Het hoofd van de instelling heeft echter slechts summiere informatie verstrekt over het incident en de daarna met verzoeker en de medepatiënt gevoerde gesprekken. Zo is onduidelijk of er inmiddels informatie beschikbaar is die de verklaring van verzoeker dan wel de medepatiënt kan onderbouwen. Verder ontbreekt informatie hoe verzoeker zich de afgelopen dagen heeft gedragen en wat het hoofd van de instelling bedoelt met ‘enige vorm van samenwerking’ die verzoeker nu wel zou laten zien maar ‘nog onvoldoende’ is om de maatregel op te heffen. Van het hoofd van de instelling mag worden verlangd dat ook in de schorsingsprocedure informatie hierover wordt overgelegd, zodat de noodzakelijkheid van het voortduren van de afzonderingsmaatregel kan worden getoetst. Naar het voorlopig oordeel van de voorzitter is enkel op basis van de verklaring van de medepatiënt nu niet komen vast te staan dat bijna een week na het incident het voortduren van de afzonderingsmaatregel nog steeds noodzakelijk is.

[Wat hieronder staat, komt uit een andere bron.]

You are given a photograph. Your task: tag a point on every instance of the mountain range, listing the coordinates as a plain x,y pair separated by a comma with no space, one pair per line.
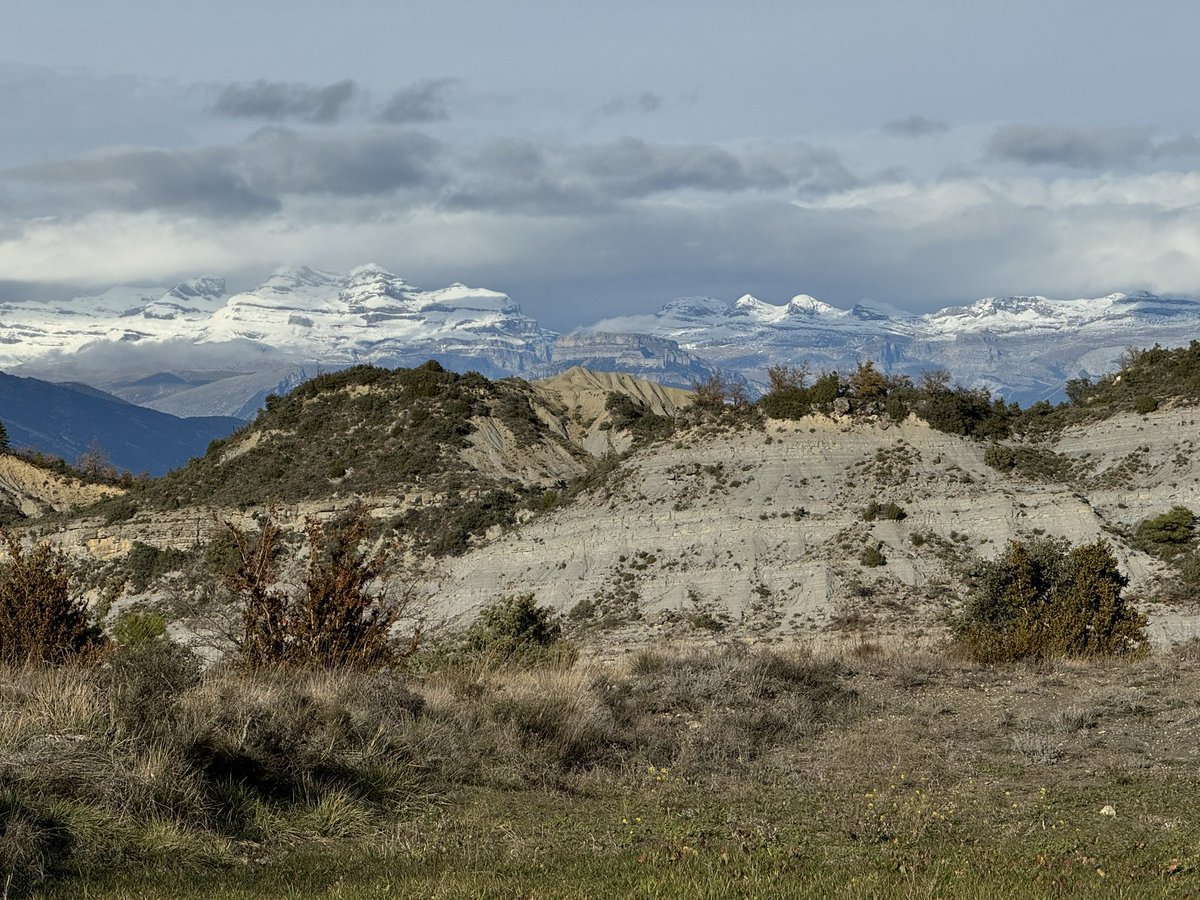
197,349
69,420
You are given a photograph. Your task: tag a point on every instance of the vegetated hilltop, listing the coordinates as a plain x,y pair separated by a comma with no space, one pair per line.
834,508
859,505
441,457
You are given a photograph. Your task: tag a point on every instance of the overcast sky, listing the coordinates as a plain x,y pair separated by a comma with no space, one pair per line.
599,159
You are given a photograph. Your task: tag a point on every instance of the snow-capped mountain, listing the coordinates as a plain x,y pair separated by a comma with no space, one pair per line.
298,315
1021,347
195,348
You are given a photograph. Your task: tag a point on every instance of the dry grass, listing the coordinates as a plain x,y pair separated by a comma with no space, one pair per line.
911,751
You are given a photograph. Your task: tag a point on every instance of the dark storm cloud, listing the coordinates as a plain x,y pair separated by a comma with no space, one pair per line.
237,181
646,102
285,161
1074,148
1185,145
425,101
196,181
915,126
277,101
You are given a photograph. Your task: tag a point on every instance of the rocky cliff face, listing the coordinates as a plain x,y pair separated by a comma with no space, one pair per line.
34,491
760,533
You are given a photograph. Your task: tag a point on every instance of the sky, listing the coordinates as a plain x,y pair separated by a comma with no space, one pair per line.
594,160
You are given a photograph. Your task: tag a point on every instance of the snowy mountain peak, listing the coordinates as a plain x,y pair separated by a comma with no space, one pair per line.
207,287
807,305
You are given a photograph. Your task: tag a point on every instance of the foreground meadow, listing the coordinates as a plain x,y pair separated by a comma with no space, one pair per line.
724,772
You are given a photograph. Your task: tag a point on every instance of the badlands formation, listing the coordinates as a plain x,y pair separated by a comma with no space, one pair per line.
754,529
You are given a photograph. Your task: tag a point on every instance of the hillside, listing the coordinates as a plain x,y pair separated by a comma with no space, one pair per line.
28,491
640,515
65,421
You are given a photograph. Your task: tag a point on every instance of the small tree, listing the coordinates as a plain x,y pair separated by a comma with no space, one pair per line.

Gelet op het voorgaande zal de voorzitter het verzoek toewijzen en de verdere tenuitvoerlegging van de bestreden beslissing met onmiddellijke ingang schorsen tot het moment waarop de beklagcommissie op het onderliggende beklag heeft beslist.
4. De uitspraak
De voorzitter wijst het verzoek toe en schorst de tenuitvoerlegging van de bestreden beslissing met onmiddellijke ingang tot het moment waarop de beklagcommissie op het onderliggende beklag heeft beslist.
Deze uitspraak is op 9 september 2021 gegeven door mr. N.C. van Lookeren Campagne, voorzitter, bijgestaan door mr. R. Kokee, secretaris.